District Attorney Wrong in Deciding Not to File Criminal Charges Against the Owner of Pitbulls

LOS ANGELES, April 5, 2016 ─ In deciding not to prosecute Alexandra Griffin-Heady, 24, the owner of the pitbulls that killed her brother Tyler Trammell-Huston, 9, on January 3, 2016, the District Attorney of the County of Yuba, in Northern California, failed to follow the law, says leading dog bite law attorney Kenneth M. Phillips of Beverly Hills.

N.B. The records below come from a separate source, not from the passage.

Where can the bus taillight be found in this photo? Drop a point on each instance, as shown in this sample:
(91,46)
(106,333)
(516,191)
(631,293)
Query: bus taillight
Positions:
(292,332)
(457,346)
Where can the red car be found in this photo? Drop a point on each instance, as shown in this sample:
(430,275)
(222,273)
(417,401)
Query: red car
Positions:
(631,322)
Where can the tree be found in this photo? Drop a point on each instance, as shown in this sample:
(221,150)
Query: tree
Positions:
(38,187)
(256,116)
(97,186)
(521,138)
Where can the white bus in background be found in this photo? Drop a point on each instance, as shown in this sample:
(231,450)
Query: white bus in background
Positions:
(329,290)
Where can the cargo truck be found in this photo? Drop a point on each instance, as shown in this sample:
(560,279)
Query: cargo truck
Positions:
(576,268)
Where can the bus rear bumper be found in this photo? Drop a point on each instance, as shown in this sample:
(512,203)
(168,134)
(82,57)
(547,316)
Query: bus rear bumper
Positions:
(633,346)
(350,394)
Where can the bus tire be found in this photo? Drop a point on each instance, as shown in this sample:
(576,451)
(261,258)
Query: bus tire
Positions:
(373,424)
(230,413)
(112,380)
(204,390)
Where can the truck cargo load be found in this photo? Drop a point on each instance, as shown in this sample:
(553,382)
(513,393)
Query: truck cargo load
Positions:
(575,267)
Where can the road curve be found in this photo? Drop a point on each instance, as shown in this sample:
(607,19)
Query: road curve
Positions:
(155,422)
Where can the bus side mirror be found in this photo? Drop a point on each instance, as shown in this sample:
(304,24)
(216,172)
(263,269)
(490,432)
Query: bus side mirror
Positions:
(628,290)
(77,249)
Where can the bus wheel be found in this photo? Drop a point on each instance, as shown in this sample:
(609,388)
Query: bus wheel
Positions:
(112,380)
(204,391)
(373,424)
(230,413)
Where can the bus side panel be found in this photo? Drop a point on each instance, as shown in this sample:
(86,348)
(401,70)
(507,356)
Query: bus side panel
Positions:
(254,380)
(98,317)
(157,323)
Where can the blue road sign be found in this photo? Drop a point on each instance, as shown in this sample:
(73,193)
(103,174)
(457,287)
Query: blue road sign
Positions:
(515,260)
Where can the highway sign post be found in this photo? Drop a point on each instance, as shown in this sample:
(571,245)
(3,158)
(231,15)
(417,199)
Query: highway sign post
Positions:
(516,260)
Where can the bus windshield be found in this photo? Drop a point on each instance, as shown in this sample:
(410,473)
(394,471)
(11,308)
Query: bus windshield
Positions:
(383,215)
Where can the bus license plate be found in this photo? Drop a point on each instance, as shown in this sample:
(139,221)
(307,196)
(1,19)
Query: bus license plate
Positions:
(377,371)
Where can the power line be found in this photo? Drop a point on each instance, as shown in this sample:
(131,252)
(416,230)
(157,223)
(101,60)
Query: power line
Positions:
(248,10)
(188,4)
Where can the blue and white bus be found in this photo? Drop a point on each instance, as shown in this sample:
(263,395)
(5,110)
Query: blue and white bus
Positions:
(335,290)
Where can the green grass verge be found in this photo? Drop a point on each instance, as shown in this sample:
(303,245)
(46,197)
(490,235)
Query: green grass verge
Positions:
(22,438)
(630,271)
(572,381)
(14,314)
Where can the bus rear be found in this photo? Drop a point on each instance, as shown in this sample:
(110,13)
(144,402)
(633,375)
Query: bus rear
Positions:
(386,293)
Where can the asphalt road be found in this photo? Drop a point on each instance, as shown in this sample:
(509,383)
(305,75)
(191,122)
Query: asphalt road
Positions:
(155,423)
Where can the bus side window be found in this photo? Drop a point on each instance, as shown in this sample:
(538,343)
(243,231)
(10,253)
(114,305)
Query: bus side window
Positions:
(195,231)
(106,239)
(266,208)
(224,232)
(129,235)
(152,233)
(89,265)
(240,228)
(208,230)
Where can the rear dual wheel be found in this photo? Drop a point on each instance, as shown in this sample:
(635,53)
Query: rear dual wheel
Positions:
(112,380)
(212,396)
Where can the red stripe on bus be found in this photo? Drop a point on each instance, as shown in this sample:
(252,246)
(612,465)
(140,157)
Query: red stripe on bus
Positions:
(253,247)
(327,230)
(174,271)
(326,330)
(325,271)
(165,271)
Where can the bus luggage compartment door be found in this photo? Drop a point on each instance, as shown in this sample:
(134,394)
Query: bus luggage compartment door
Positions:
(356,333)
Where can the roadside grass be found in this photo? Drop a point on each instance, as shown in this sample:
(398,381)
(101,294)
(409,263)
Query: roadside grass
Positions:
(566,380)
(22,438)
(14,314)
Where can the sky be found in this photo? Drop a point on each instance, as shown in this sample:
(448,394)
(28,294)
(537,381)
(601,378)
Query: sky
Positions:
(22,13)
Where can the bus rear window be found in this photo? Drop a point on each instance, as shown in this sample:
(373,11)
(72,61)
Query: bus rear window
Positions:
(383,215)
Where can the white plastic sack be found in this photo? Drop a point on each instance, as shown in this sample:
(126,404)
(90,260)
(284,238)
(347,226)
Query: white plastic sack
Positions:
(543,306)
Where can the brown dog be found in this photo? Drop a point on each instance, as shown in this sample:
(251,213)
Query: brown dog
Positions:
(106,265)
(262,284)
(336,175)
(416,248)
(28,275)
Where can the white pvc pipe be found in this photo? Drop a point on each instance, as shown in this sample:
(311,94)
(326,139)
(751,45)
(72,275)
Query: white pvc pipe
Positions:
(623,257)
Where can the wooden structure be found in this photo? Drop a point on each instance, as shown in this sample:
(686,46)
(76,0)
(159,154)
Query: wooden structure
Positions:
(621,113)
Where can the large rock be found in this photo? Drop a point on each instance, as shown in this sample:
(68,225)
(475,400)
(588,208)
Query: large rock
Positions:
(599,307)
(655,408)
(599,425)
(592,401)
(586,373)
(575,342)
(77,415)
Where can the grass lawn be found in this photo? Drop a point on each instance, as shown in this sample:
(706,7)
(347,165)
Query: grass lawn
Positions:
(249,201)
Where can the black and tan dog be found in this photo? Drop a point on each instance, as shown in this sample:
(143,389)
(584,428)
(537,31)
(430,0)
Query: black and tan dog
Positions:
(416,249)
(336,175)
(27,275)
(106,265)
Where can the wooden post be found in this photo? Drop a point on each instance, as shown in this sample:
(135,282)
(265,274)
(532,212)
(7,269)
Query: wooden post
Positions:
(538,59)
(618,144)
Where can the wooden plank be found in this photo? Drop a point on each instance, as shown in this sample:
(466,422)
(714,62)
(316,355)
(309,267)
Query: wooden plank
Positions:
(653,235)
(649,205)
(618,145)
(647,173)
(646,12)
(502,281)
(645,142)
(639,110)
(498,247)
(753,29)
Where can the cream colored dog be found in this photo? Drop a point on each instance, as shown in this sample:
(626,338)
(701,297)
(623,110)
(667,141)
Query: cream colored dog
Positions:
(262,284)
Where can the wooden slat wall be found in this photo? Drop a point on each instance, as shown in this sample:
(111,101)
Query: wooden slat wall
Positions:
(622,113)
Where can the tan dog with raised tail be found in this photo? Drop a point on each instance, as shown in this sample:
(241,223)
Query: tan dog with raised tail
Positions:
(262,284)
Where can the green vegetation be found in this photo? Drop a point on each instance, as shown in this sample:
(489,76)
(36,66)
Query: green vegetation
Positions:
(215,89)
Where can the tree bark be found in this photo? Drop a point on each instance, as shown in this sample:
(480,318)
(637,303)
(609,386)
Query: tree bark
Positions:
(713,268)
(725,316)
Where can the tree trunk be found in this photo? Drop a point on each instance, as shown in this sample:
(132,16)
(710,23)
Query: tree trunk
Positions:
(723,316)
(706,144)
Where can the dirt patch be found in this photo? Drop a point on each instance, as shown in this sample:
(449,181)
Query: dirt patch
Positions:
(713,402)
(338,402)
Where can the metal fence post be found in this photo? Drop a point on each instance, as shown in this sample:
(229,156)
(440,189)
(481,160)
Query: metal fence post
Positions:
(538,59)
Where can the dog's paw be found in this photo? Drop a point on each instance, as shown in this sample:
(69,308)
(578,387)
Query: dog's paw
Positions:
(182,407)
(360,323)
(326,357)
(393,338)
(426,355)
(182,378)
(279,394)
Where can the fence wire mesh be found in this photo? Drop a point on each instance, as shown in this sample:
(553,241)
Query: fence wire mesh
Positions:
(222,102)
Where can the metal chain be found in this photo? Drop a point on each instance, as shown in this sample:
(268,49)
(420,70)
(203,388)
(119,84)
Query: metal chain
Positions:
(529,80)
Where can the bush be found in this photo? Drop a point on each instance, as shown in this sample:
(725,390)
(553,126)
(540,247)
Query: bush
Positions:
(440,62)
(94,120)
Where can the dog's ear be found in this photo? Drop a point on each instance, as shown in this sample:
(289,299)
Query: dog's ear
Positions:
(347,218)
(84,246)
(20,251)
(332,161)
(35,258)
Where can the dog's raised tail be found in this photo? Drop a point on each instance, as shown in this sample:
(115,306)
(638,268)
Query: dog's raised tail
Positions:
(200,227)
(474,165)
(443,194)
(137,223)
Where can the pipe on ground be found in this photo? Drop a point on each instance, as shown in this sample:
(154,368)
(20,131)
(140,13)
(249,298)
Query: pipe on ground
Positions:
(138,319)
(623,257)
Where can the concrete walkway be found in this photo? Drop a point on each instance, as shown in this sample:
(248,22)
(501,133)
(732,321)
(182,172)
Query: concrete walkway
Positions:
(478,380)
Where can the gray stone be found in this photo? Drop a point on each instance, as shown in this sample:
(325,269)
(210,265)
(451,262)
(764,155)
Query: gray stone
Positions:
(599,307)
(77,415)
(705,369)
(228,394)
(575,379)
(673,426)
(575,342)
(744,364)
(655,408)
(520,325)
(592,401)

According to published reports, Griffin-Heady left the boy alone in her mobile home with three pitbulls, two of which were confined in a wire cage. She knew the cage was breaking apart, the two dogs were dangerous, and the 9-year-old boy did not know how to be safe with them. Those dogs got out of the cage and fatally mauled the child while Griffin-Heady was absent for two hours.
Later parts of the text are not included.